EggHatch-AI Tutorial

Chapter 4: Data Pipeline

Welcome back to the EggHatch AI tutorial! In the last chapter, LLM Client, we learned how our system talks to the powerful AI model itself. The LLM Client is the messenger that sends instructions (prompts) and gets text back.

But what does the AI talk about? For EggHatch AI to give you helpful advice on PC parts and tech, it needs information about products – like laptop specifications, prices, and what real customers think about them. This is where the Data Pipeline comes in.

What is the Data Pipeline?

Imagine the Data Pipeline is like the prep station in a busy kitchen. Raw ingredients (our raw data like messy spreadsheets or text files of reviews) arrive here. The kitchen staff (the Data Pipeline) then washes, chops, measures, and prepares everything so it’s ready for the chefs (the other agents) to use in their dishes (the final recommendations and analysis).

Its main job is to take raw, potentially messy data and transform it into a clean, structured format that the rest of the EggHatch AI system can easily understand and work with.

Why Do We Need a Data Pipeline?

Raw data is rarely perfect. It can have:

Inconsistencies: Prices might be formatted differently, names might be spelled slightly wrong.
Missing information: Some entries might not have a rating or a specific spec.
Noise: Extra spaces, special characters, or irrelevant text in reviews.
Unstructured formats: Reviews are just blocks of text, not neatly organized tables.

If our agents tried to work directly with this messy data, they would get confused, produce inaccurate results, or even fail completely. The Data Pipeline ensures that all agents get consistent, high-quality data to perform their specific tasks.

The Use Case: Providing Data for Analysis

Let’s go back to our example: You ask, “What’s a good gaming laptop for under $1500?”.

To answer this, the Master Agent might need to:

Find a list of laptops with their specs and prices.
Analyze customer reviews to understand their feelings (positive/negative) about specific models or features.
Look at overall trends in reviews (e.g., are people complaining about battery life on recent models?).

All the data needed for these steps – the list of laptops, their prices, the review texts, the review ratings – comes from the Data Pipeline. The Master Agent and the specialized agents (Sentiment Analysis Agent, Trend Analysis Agent) request the data they need from the Data Pipeline, which provides it in a clean, ready-to-use format.

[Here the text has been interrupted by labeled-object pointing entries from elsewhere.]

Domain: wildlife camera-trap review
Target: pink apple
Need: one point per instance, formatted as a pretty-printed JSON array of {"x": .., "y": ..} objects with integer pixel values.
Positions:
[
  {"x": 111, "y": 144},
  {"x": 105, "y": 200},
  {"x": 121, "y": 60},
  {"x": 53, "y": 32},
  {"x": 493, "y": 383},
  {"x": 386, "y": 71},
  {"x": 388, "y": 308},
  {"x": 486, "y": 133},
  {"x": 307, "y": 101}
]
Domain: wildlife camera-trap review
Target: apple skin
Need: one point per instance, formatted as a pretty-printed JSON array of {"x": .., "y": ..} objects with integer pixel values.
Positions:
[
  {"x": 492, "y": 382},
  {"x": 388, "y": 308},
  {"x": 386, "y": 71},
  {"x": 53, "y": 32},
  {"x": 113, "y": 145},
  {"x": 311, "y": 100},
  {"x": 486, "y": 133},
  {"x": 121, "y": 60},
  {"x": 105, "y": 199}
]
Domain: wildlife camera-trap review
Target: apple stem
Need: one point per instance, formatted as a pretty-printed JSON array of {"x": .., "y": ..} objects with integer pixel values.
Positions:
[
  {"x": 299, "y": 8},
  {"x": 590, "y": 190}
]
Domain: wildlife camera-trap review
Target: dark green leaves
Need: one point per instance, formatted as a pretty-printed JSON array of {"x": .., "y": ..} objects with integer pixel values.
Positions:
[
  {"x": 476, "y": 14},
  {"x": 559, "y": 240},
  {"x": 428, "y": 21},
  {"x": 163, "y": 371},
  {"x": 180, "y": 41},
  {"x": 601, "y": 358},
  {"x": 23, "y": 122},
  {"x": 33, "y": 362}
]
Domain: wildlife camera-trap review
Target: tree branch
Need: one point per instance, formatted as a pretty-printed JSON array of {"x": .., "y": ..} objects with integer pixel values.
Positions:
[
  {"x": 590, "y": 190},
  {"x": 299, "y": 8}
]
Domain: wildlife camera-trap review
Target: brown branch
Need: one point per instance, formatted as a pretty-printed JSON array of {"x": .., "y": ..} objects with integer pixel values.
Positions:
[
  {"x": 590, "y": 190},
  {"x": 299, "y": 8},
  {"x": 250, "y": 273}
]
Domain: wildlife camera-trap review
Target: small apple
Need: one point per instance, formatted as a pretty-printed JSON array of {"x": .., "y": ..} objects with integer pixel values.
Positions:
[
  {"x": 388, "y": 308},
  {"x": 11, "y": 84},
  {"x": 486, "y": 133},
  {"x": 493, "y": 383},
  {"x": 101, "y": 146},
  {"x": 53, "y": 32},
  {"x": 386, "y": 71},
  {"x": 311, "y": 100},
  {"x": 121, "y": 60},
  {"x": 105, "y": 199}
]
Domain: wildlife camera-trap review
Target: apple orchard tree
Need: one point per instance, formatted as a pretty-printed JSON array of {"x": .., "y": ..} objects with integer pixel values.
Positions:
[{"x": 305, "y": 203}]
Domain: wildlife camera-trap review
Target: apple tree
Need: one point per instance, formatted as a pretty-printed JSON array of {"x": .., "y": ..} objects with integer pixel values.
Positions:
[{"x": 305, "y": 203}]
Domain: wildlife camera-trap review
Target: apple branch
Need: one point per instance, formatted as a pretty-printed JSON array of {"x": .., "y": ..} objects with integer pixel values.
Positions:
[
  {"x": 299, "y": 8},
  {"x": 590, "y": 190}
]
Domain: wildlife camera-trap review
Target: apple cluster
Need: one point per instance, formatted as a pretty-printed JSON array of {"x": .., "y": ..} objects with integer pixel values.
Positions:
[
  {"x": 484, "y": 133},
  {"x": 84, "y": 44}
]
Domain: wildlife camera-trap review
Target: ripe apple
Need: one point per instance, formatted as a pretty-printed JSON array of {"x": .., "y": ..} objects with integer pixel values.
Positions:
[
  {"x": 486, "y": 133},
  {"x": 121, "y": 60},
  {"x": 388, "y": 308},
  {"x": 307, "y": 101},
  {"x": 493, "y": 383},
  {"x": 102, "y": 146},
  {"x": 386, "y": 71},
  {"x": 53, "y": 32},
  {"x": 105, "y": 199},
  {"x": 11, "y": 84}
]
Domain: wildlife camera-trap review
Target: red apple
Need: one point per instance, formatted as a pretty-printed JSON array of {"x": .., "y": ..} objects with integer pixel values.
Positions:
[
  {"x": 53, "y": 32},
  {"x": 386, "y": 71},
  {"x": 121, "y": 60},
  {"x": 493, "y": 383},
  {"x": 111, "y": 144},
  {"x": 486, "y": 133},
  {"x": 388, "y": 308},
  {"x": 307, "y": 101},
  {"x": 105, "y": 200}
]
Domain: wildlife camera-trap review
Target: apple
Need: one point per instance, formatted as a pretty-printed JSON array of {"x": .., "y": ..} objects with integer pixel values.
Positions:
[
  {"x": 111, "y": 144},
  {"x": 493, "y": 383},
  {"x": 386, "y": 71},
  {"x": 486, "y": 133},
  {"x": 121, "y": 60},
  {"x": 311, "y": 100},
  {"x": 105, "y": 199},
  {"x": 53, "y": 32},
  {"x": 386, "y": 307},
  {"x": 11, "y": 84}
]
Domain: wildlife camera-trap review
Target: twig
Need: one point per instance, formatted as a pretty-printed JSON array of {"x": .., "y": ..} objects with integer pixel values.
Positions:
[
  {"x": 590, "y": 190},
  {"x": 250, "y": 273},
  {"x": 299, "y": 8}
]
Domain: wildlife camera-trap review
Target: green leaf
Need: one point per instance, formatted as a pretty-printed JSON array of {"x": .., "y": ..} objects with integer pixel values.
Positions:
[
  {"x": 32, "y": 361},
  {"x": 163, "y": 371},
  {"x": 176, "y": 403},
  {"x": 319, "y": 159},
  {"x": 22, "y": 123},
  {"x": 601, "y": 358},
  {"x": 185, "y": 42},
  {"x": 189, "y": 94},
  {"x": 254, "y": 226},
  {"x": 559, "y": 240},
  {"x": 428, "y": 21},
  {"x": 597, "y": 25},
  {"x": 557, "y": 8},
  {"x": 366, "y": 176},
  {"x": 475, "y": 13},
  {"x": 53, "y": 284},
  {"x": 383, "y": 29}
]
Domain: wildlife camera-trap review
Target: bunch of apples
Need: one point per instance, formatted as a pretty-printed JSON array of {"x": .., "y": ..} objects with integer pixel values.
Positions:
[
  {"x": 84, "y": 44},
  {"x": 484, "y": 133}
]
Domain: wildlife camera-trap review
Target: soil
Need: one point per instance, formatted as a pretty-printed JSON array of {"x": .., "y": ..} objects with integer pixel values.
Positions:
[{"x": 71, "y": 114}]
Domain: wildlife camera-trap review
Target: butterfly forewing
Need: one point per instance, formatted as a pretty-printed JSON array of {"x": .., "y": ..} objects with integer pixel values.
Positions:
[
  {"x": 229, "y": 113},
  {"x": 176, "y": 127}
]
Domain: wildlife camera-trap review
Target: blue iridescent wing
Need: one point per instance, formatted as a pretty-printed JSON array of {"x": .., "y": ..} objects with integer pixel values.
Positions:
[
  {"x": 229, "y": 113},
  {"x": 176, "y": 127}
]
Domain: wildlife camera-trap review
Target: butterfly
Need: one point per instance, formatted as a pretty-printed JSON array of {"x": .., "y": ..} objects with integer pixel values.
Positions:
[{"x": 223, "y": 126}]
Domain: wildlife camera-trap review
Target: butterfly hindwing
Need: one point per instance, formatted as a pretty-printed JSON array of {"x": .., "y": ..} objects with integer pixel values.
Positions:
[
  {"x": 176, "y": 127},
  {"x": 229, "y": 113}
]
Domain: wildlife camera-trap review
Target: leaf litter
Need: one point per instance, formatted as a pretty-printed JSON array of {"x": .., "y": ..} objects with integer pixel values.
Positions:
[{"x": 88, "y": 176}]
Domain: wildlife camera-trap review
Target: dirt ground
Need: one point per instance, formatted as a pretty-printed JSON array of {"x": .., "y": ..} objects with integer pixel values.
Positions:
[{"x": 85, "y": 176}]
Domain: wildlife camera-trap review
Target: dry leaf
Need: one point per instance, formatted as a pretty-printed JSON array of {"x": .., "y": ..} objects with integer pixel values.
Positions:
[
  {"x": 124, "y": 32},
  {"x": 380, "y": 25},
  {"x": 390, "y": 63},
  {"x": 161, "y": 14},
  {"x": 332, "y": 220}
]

What Does the Data Pipeline Do?

The Data Pipeline in EggHatch AI performs several key steps:

Load Data: Read the initial data files (like a CSV of laptop specs and JSON files containing reviews).
Extract Information: Pull out relevant pieces of data from the raw sources (e.g., the text of a review, the rating number, the price).
Clean Data: Remove inconsistencies, fix errors, and normalize text (like converting everything to lowercase).
Structure Data: Organize the extracted and cleaned information into easy-to-use formats, like lists of dictionaries or tables (Pandas DataFrames).
Preprocess Data: Perform transformations needed for analysis, such as converting text features into numerical values (like turning “i7 Processor” into a “processor tier” score), handling missing values, or preparing text for language models.
Provide Data: Offer methods for other parts of the system to access the processed data (e.g., “give me all cleaned reviews,” “give me the laptop data table”).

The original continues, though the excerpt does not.